No passado domingo, o jornal Público dedicava várias páginas a uma matéria relacionada com o Mar e que intitulou “revolução portuária”. Abria o oportuno e interessante trabalho uma referência aos Açores que “querem fazer da Terceira a Singapura do Atlântico, um entreposto de transporte marítimo entre os dois lados do Atlântico”. Ainda, segundo o mesmo jornal, a ideia terá sido apresentada pelo Governo Regional aos Estados Unidos no âmbito das conversações que decorrem sobre a redução da presença militar americana na Base das Lajes, na ilha Terceira, e as suas consequências. Esta questão açoriana tem sido acompanhada por um organismo norte-americano Business Executives for National Security (BENS).
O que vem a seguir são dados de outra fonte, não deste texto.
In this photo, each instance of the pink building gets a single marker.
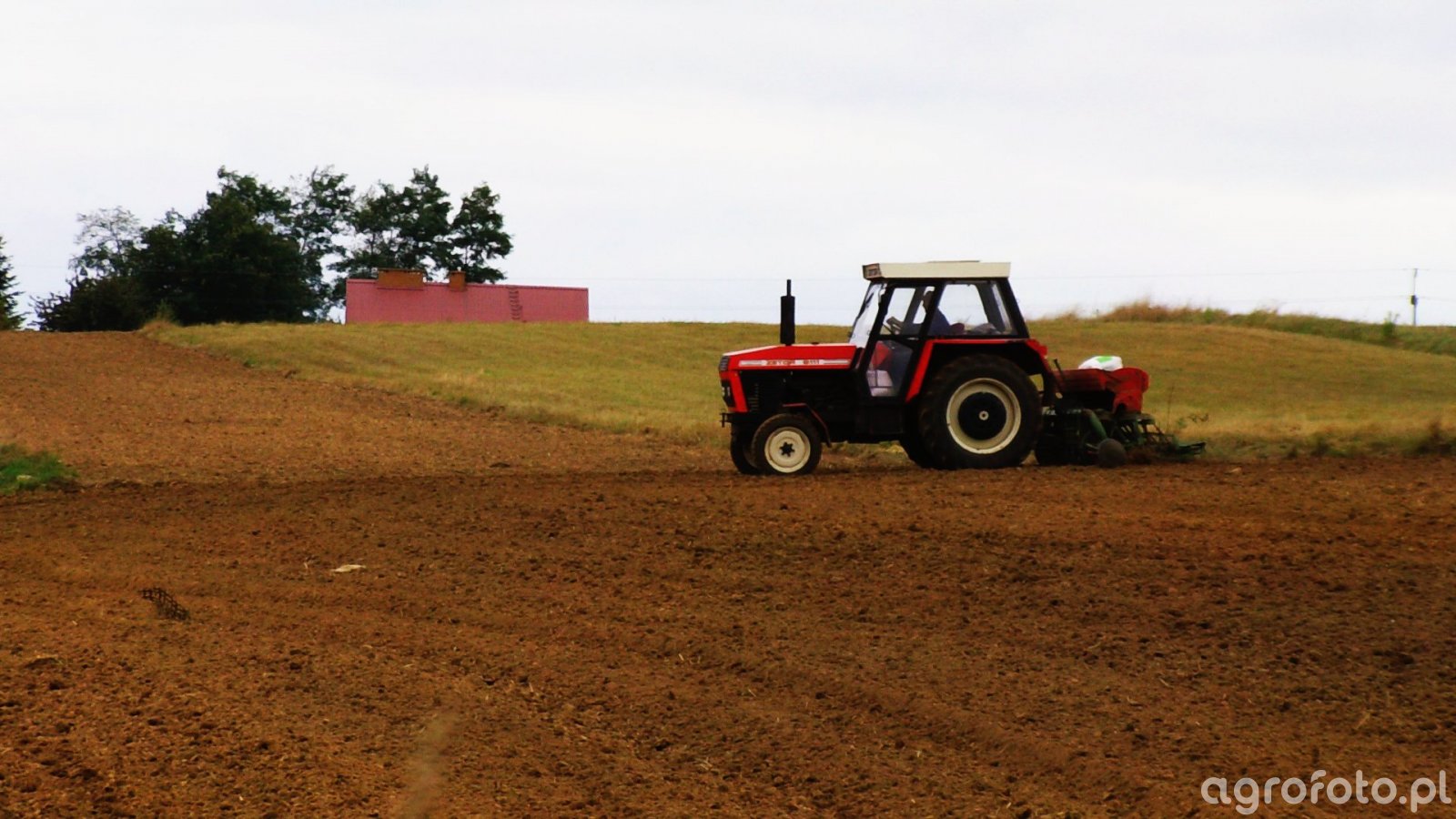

O BENS é composto “400 patrióticos homens e mulheres de negócio que, quando são chamados, fazem tudo o que está ao seu alcance para introduzir as melhores práticas de negócio na missão do Departamento de Defesa e Segurança Nacional”, nas palavras do seu presidente, em 2010, numa receção ao Secretário de Estado da Defesa, Robert Gates, que ao BENS foi falar sobre a reforma do sistema de controlo das exportações americanas. O BENS é um organismo de consulta e não uma “pool” de investidores. Na ilha Terceira, os seus membros, mostraram-se mais preocupados com o património imobiliário desenvolvido ao longos dos anos pelos americanos naquela ilha. Disseram, a propósito e no local, o politicamente justo: a responsabilidade do desenvolvimento económico é de Portugal. Naturalmente que o BENS aconselhará o Departamento de Defesa (DOD) sobre o que fazer com o património americano a libertar, de acordo com as melhores práticas de negócio, gratuitamente, como salienta o seu presidente.
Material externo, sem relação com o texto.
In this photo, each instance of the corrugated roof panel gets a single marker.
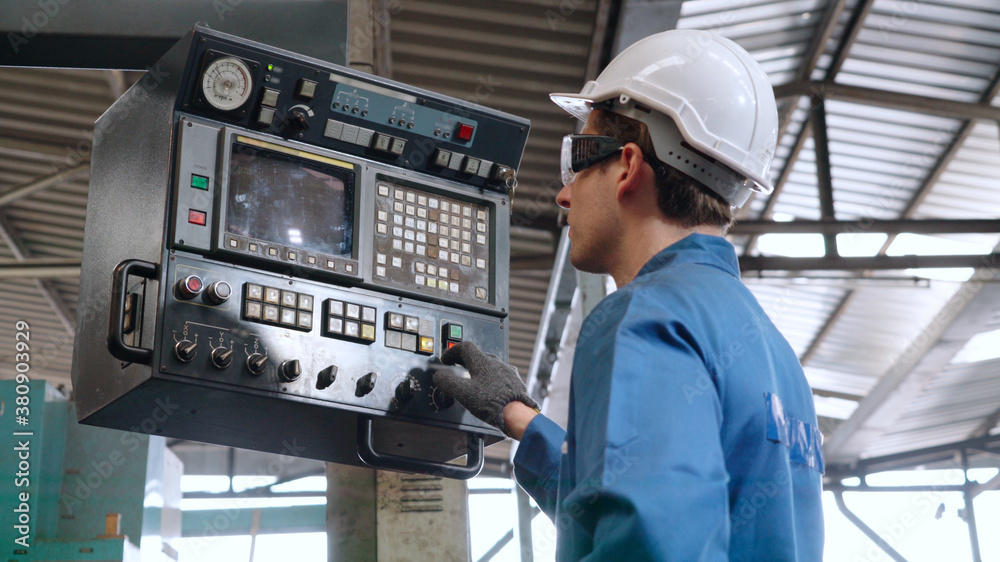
(889, 318)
A Comissária Europeia, Maria Damanaki, que visitou os Açores e a Madeira, no início do corrente mês, sobre o projeto “hub portuário” disse vulgaridades europeias: “é uma grande ideia e um grande projeto que precisa de muito trabalho para a sua concretização (…) penso que é uma ideia interessante, pois os Açores têm muitas vantagens naturais tendo em conta a sua posição geográfica e também em termos de recursos”. Recordei, por uns momentos, as respostas dos jogadores de futebol e dos treinadores nas entrevistas rápidas passadas na TV depois de um jogo de futebol que perderam ou empataram. O que a Comissão Europeia, porventura, terá em cima da mesa de trabalho é algo de diferente: a Atlantic Gateway. Um “cluster” baseado na integração lógica de um conjunto de polos de crescimento, regionais, nacionais ou internacionais. Um projeto inglês assente no posicionamento estratégico das cidades de Liverpool e Manchester, no coração da Inglaterra, e nas suas ligações para locais intermédios via Manchester Ship Canal, apresentado no começo de março num Forum em Cork. Um projeto, de desenvolvimento regional, que exige um financiamento de 50 mil milhões de libras e promoverá cerca de 250 mil novos empregos e 140 mil indiretos.

Os Estados Unidos estão preocupados com o considerado património americano na ilha Terceira; a União Europeia com as “motorway softheseas” e Portugal com o continental Plano Estratégico de Transportes, onde o Porto da Praia da Vitória não tem lugar.